Authored by Amie Dahnke via The Epoch Times (emphasis ours),

People with inadequate iron levels in their blood due to a COVID-19 infection could be at greater risk of long COVID.

(Shutterstock)

A new study indicates that problems with iron levels in the bloodstream likely trigger chronic inflammation and other conditions associated with the post-COVID phenomenon. The findings, published on March 1 in Nature Immunology, could offer new ways to treat or prevent the condition.

Long COVID Patients Have Low Iron Levels

Researchers at the University of Cambridge pinpointed low iron as a potential link to long-COVID symptoms thanks to a study they initiated shortly after the start of the pandemic. They recruited people who tested positive for the virus to provide blood samples for analysis over a year, which allowed the researchers to look for post-infection changes in the blood. The researchers looked at 214 samples and found that 45 percent of patients reported symptoms of long COVID that lasted between three and 10 months.

In analyzing the blood samples, the research team noticed that people experiencing long COVID had low iron levels, contributing to anemia and low red blood cell production, just two weeks after they were diagnosed with COVID-19. This was true for patients regardless of age, sex, or the initial severity of their infection.

According to one of the study co-authors, the removal of iron from the bloodstream is a natural process and defense mechanism of the body.

But it can jeopardize a person’s recovery.

When the body has an infection, it responds by removing iron from the bloodstream. This protects us from potentially lethal bacteria that capture the iron in the bloodstream and grow rapidly. It’s an evolutionary response that redistributes iron in the body, and the blood plasma becomes an iron desert,” University of Oxford professor Hal Drakesmith said in a press release. “However, if this goes on for a long time, there is less iron for red blood cells, so oxygen is transported less efficiently affecting metabolism and energy production, and for white blood cells, which need iron to work properly. The protective mechanism ends up becoming a problem.”

The research team believes that consistently low iron levels could explain why individuals with long COVID continue to experience fatigue and difficulty exercising. As such, the researchers suggested iron supplementation to help regulate and prevent the often debilitating symptoms associated with long COVID.
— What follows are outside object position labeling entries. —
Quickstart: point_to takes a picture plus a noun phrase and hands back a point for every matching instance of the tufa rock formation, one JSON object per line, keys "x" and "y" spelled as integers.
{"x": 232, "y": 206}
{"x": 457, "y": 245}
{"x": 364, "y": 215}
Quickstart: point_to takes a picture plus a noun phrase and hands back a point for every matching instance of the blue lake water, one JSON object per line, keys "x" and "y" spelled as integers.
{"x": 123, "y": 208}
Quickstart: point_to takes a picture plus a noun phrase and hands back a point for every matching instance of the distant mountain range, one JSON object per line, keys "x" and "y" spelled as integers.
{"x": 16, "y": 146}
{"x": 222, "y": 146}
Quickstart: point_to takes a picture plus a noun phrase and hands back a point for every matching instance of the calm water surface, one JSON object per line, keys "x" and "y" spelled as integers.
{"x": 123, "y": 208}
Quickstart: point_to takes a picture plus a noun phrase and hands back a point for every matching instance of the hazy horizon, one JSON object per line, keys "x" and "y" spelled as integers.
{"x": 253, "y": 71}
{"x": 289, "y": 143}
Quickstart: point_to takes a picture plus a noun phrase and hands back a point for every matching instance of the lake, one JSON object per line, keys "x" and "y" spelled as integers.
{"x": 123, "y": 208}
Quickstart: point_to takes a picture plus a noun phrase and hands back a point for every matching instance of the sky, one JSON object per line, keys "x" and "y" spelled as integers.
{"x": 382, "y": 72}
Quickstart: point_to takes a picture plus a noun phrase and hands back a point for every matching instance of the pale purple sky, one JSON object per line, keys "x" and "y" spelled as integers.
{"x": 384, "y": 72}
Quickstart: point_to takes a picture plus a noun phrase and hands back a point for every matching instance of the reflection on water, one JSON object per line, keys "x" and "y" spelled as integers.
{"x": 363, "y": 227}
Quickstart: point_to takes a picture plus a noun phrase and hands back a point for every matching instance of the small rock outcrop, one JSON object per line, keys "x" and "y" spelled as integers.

It isn’t necessarily the case that individuals don’t have enough iron in their body, it’s just that it’s trapped in the wrong place,” Aimee Hanson, a postdoctoral researcher at the University of Cambridge who worked on the study, said in the press release. “What we need is a way to remobilize the iron and pull it back into the bloodstream, where it becomes more useful to the red blood cells.”

The research team pointed out that iron supplementation isn’t always straightforward. Achieving the right level of iron varies from person to person. Too much iron can cause stomach issues, ranging from constipation, nausea, and abdominal pain to gastritis and gastric lesions.

1 in 5 Still Affected by Long COVID

COVID-19 has affected nearly 40 percent of Americans, with one in five of those still suffering from symptoms of long COVID, according to the U.S. Centers for Disease Control and Prevention (CDC). Long COVID is marked by health issues that continue at least four weeks after an individual was initially diagnosed with COVID-19. Symptoms can last for days, weeks, months, or years and may include fatigue, cough or chest pain, headache, brain fog, depression or anxiety, digestive issues, and joint or muscle pain.